Dr. Linassi stated, "Care delivered virtually may not be the best medium for initially developing trust. Communication is a crucial element in building trust between healthcare providers and Indigenous patients. Using culturally responsive language and approaches is essential to establishing that trust and providing more effective care. That’s why the coordinators on the other end are vitally important to communicate that this will be safe."

Lastly, Dr. Lovo and Dr. Linassi shared their gratitude to SHRF: “We would like to add a thank you to SHRF. Without this funding, this can’t happen. I want to thank you for supporting this research and supporting us in working in partnership with community members.”


Dr. Lovo and Dr. Linassi's work provides hope to Indigenous communities to effectively communicate pain in their own language and access a healthcare provider where, as with many Indigenous communities, accessing healthcare and communicating healthcare needs remains challenging.

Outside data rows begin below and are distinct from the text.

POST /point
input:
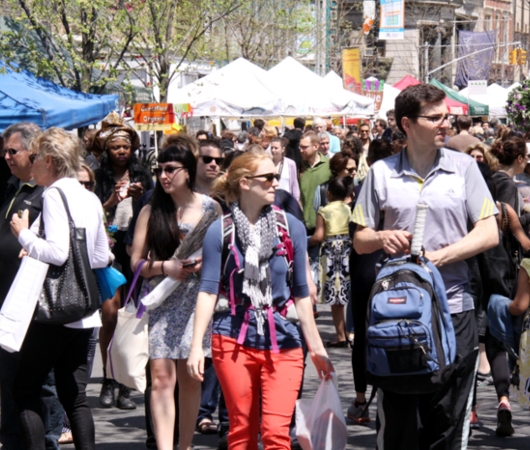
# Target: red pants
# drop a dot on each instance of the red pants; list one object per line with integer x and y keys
{"x": 244, "y": 374}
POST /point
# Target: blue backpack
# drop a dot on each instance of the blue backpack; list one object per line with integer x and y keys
{"x": 410, "y": 339}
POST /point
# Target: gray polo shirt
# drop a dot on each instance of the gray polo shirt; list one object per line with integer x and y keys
{"x": 456, "y": 194}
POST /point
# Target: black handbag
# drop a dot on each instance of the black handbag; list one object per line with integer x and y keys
{"x": 70, "y": 291}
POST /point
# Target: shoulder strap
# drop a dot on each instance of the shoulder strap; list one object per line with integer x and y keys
{"x": 65, "y": 203}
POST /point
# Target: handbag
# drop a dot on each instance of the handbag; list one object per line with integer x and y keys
{"x": 70, "y": 292}
{"x": 19, "y": 306}
{"x": 128, "y": 350}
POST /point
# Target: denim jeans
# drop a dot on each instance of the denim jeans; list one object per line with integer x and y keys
{"x": 65, "y": 350}
{"x": 10, "y": 433}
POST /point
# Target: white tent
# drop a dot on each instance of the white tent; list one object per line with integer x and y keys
{"x": 237, "y": 89}
{"x": 495, "y": 99}
{"x": 303, "y": 92}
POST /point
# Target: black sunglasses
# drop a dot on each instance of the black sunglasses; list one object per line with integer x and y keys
{"x": 268, "y": 176}
{"x": 168, "y": 169}
{"x": 209, "y": 159}
{"x": 12, "y": 151}
{"x": 87, "y": 184}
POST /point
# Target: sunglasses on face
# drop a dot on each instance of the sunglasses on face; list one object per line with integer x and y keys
{"x": 12, "y": 151}
{"x": 169, "y": 170}
{"x": 87, "y": 184}
{"x": 209, "y": 159}
{"x": 269, "y": 177}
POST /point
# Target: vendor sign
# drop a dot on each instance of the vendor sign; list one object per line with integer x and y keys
{"x": 153, "y": 116}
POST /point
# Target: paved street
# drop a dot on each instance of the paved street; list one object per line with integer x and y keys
{"x": 124, "y": 430}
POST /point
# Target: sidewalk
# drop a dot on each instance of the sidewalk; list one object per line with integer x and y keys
{"x": 125, "y": 430}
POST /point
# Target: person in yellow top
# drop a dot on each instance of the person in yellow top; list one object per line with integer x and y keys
{"x": 334, "y": 272}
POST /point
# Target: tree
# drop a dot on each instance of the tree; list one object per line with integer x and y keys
{"x": 171, "y": 32}
{"x": 263, "y": 31}
{"x": 80, "y": 44}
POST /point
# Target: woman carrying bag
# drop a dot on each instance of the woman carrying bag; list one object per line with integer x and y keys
{"x": 63, "y": 346}
{"x": 256, "y": 350}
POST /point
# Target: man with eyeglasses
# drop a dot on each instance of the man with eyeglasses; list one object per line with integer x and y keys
{"x": 452, "y": 186}
{"x": 21, "y": 194}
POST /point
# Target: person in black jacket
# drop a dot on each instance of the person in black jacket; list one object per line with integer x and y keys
{"x": 120, "y": 182}
{"x": 21, "y": 193}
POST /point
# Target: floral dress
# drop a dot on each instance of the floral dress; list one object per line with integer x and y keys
{"x": 171, "y": 324}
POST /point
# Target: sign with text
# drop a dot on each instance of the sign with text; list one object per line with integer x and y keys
{"x": 153, "y": 116}
{"x": 351, "y": 69}
{"x": 392, "y": 20}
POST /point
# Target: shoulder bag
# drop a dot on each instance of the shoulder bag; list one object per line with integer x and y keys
{"x": 70, "y": 291}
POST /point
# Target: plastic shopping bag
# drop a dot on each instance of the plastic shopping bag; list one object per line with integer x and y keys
{"x": 19, "y": 306}
{"x": 320, "y": 423}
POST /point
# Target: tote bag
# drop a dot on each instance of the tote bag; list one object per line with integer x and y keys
{"x": 128, "y": 350}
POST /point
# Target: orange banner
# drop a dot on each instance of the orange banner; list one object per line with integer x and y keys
{"x": 153, "y": 116}
{"x": 351, "y": 69}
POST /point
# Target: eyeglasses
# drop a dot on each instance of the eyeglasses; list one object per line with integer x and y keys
{"x": 209, "y": 159}
{"x": 168, "y": 169}
{"x": 438, "y": 119}
{"x": 12, "y": 151}
{"x": 270, "y": 177}
{"x": 87, "y": 184}
{"x": 114, "y": 148}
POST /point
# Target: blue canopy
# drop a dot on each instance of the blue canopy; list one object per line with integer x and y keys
{"x": 24, "y": 97}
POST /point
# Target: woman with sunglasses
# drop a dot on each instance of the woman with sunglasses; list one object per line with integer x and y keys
{"x": 120, "y": 182}
{"x": 173, "y": 212}
{"x": 55, "y": 158}
{"x": 260, "y": 375}
{"x": 343, "y": 164}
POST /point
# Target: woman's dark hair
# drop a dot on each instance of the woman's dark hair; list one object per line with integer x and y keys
{"x": 379, "y": 149}
{"x": 339, "y": 161}
{"x": 163, "y": 234}
{"x": 488, "y": 178}
{"x": 410, "y": 101}
{"x": 341, "y": 187}
{"x": 508, "y": 151}
{"x": 105, "y": 181}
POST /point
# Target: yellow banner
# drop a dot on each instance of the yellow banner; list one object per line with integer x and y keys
{"x": 351, "y": 69}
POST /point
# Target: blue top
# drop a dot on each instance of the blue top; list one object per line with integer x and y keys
{"x": 287, "y": 333}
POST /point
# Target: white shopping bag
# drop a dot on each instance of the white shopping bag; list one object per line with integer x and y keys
{"x": 19, "y": 306}
{"x": 320, "y": 423}
{"x": 128, "y": 351}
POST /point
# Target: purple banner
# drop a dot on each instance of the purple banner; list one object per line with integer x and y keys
{"x": 477, "y": 66}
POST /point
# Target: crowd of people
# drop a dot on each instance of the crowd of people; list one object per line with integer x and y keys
{"x": 294, "y": 217}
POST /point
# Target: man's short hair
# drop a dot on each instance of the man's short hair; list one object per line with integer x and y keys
{"x": 313, "y": 137}
{"x": 410, "y": 101}
{"x": 209, "y": 143}
{"x": 464, "y": 122}
{"x": 299, "y": 122}
{"x": 27, "y": 130}
{"x": 381, "y": 122}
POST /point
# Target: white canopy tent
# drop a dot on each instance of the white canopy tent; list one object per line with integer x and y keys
{"x": 238, "y": 89}
{"x": 495, "y": 99}
{"x": 305, "y": 93}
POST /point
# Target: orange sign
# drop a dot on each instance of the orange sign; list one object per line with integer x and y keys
{"x": 153, "y": 116}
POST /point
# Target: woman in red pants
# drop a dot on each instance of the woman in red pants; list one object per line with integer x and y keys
{"x": 256, "y": 346}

Their work showcases the importance of technology, coordination, relationship, and trust-building in providing culturally responsive care. Their dedication to culturally responsive pain assessment and community-led research is changing the way healthcare is delivered to remote Indigenous communities, ultimately improving the quality of life for all those affected by neuropathic pain in remote areas.